Date of article: 30 October 2002

Recent files handled by our advocacy service highlight the unethical manner by which ACC employs and encourages private investigators to entrap ACC recipients into carrying out fraudulent activities.

When an investigation takes place, often as a result of anonymous and unsubstantiated information being provided to ACC the investigators approach their prey in a manner that is duplicitous and completely unethical. Certainly in the American Courts the practice of entrapment is completely frowned on. Why not here?

As examples of this behaviour a Stokes Valley ACC recipient had an ACC investigator turn up on his front door seeking a cheap repair to the door handle to his car. The investigator spun a story about needing to get the car up to scratch ready for sale because he was splitting up with his wife and he had to finalise the assets from the relationship. The ACC recipient agreed to get the small job done to the door handle and quoted the investigator $40.00 for the job. On picking up the car the investigator made out he was so pleased that he gave the ACC recipient $50.00. At the fraud investigation interview that ensued the ACC recipient was able to explain how he knew there was something fishy but that he had not done the job himself but had got a friend to do it for $20.00. The joke was on the investigator who had coughed up $30.00 that he need not have.

Another file disclosed in his written report that an investigator posed as a false purchaser of commercial kitchen equipment to try and trap an ACC recipient in trading commodities with the investigator. The investigators report disclosed how he went about giving a false name and references in his telephone communications with the ACC recipient.

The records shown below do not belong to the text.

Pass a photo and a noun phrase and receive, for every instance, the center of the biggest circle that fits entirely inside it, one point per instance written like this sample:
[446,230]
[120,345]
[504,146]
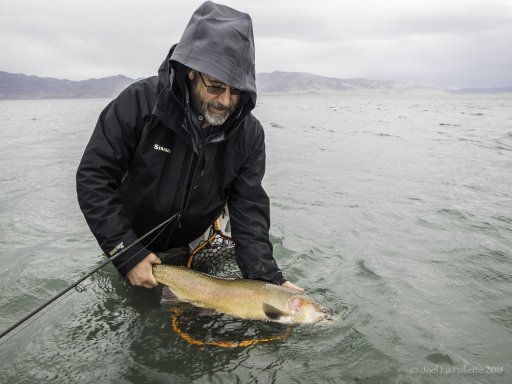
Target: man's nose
[225,97]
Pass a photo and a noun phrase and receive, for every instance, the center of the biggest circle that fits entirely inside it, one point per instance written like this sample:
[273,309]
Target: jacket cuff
[129,259]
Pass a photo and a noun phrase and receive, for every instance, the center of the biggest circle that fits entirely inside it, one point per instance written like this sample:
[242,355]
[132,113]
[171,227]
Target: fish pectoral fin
[272,312]
[206,312]
[168,297]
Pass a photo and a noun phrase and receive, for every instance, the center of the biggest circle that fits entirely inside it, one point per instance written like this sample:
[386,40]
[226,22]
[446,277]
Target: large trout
[243,298]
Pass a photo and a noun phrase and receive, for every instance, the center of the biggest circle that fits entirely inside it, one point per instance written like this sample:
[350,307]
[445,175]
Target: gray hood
[219,42]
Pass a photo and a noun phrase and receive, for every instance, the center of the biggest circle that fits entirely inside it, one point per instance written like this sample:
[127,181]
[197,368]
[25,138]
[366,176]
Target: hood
[219,42]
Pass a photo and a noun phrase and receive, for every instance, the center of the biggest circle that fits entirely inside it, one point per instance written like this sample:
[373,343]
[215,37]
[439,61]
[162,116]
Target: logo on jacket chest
[162,149]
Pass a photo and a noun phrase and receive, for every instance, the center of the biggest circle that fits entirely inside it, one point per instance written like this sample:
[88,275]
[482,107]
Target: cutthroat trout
[243,298]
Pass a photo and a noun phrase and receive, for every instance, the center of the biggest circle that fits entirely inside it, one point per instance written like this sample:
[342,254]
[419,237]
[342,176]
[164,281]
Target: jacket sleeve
[99,176]
[249,212]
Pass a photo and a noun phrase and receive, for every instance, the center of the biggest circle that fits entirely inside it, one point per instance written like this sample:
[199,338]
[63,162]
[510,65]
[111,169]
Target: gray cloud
[442,43]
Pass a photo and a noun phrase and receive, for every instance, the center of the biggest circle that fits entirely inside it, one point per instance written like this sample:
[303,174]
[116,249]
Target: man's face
[215,108]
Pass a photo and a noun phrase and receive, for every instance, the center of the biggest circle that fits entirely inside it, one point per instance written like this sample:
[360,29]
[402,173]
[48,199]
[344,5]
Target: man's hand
[287,284]
[142,274]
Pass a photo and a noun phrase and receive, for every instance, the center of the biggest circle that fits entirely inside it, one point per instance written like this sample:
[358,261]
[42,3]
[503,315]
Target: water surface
[395,210]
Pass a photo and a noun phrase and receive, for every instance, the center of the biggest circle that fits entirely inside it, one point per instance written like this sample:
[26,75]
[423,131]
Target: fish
[243,298]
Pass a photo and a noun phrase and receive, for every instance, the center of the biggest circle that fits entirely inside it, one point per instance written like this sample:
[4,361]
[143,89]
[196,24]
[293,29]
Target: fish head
[304,310]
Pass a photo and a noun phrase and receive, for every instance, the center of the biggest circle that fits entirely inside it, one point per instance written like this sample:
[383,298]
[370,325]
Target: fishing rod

The moral of these stories is the Corporation has no qualms about employing investigators who are prepared to lie and cheat in order to trap a person into breaking the law. If anybody is fraudulently depriving ACC by their activities it is the substance of the activities that are reported to ACC that are required to be investigated NOT creating further false activities by enticing ACC recipients in the name of justice.

Interestingly enough the writer emailed the Minister prior to the election questioning whether, as the Minister responsible for the Corporation she approved of the investigative methods being employed by the fraud investigation unit of ACC. To date there has not been so much as the courtesy of a response.